It is crucial to alert the electrophysiologist to systemic venous variants, particularly azygous continuation of the inferior vena cava where the RA is not accessible inferiorly as for technical reasons, transeptal puncture and posterior left atrial navigation cannot be performed from a superior approach (Fig. 10). Other anatomic variants which are clinically important but do not preclude RFCA include anomalous veins such as a Scimitar vein (partial anomalous pulmonary venous return to the inferior vena cava), partial anomalous pulmonary venous return to the RA, SVC, or left brachiocephalic vein. Persistence of a left-sided SVC is important owing to its course toward the coronary sinus along the ligament of Marshall between the ostia of the left pulmonary veins and the LAA, thus along a typical ablation line. Any other anatomic abnormalities or variants in the organs or vasculature adjacent to the posterior LA, particularly if they have any mass effect on the posterior LA, including esophageal dilatation and descending aortic aneurysms, are particularly noteworthy.
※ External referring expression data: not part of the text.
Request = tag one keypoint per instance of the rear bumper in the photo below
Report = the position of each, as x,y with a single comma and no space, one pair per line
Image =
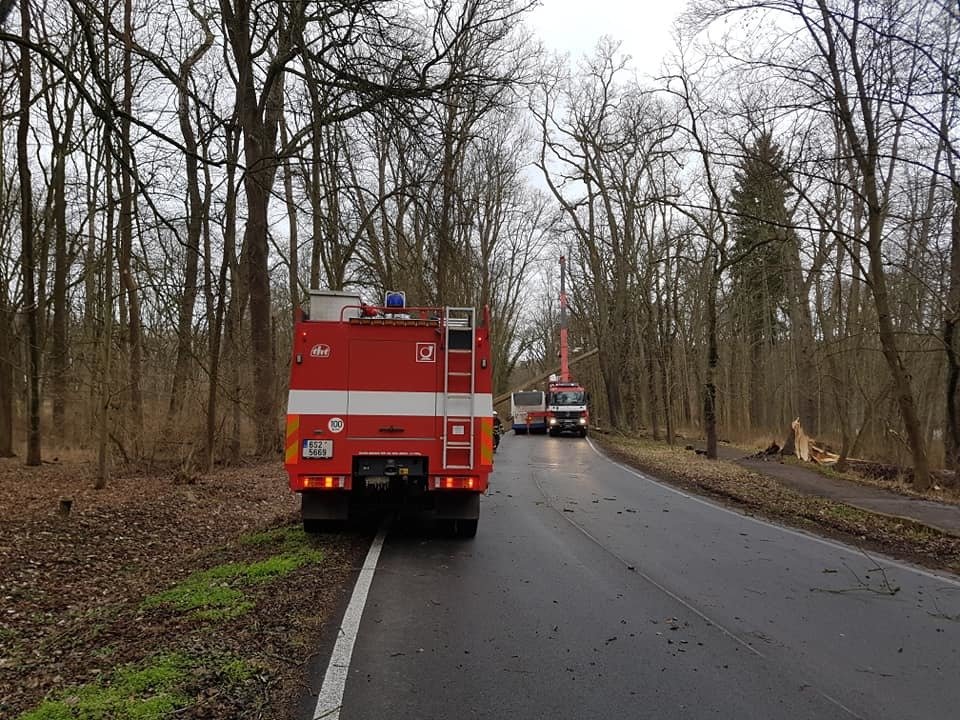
340,504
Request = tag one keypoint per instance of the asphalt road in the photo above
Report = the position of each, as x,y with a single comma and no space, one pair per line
594,592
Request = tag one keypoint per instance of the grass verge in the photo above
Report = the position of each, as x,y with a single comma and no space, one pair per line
216,594
767,496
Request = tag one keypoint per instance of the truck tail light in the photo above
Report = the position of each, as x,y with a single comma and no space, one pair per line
449,482
325,482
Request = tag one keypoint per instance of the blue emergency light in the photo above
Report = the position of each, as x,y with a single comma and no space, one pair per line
395,299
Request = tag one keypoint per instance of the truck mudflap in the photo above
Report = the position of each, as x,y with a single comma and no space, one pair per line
457,505
325,505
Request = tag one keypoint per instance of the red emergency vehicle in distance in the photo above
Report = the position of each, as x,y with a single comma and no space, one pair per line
389,404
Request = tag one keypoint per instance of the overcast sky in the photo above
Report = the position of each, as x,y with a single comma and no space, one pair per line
643,26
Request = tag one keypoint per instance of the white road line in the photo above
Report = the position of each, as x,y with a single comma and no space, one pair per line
330,699
767,523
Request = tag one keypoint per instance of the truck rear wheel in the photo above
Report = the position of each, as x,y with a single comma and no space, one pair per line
465,528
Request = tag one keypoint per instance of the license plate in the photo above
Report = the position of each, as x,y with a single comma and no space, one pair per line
318,449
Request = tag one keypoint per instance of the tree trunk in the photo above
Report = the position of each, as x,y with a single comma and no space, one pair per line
6,380
713,359
951,435
294,260
195,217
127,277
59,355
888,343
26,239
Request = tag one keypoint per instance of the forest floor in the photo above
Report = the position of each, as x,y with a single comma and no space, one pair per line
154,596
799,500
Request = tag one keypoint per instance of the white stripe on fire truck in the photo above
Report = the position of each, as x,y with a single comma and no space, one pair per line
389,403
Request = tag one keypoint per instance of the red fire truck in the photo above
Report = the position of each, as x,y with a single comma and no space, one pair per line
389,404
566,400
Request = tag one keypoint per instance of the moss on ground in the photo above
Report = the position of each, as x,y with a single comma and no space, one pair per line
151,690
215,594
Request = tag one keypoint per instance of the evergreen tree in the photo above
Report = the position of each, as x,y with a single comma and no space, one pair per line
761,235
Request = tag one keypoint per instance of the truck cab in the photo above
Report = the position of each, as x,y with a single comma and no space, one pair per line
567,409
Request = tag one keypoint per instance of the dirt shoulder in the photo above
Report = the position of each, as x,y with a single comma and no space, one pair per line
151,597
757,491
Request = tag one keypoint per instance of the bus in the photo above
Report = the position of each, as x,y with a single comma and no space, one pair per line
529,411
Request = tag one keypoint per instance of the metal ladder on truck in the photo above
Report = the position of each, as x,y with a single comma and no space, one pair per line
458,406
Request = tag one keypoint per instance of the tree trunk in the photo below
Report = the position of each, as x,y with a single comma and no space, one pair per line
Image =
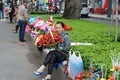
72,9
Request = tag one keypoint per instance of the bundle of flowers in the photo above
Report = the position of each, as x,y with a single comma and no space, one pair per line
6,10
50,41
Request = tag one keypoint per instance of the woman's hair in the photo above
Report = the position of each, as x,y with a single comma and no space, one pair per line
61,23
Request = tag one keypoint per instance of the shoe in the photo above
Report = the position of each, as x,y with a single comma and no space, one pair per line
35,73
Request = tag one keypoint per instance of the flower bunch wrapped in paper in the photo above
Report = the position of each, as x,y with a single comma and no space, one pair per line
50,41
6,10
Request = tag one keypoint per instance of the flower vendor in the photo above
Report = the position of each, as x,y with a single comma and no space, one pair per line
58,55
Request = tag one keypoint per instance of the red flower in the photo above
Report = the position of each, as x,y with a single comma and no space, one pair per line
50,41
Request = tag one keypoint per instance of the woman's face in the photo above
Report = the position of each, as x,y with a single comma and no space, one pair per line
59,28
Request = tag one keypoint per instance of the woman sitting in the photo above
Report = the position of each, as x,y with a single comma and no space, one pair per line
58,55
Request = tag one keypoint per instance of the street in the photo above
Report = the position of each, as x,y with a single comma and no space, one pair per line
18,60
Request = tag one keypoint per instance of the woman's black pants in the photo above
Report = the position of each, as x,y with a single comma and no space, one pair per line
52,58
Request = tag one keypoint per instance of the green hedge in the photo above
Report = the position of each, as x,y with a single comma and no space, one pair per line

Incidental findings are reported at approximately 15%, similar to the rate for coronary artery CT angiography and have included: lung carcinoma and indeterminate lung nodules, pneumonia, bronchiectasis, emphysema, pulmonary fibrosis, sarcoid, enlarged lymph nodes, coronary artery disease, thoracic aortic aneurysms, hiatal hernias, pleural and pericardial effusions.41,45,46,49 Additionally, extrathoracic findings have included: hepatocellular carcinoma, adrenal and renal lesions (Fig. 11).45,46
POST-RFCA CT EVALUATION
The goal of post-RFCA imaging is to evaluate for complications of the procedure. There are no established recommendations for post-RFCA CT follow-up. Some sites acquire PV CT at one or more intervals, typically between 3 to 12 months post-RFCA to screen for PV stenosis; whereas, others only acquire CT if clinical suspicion of a complication arises.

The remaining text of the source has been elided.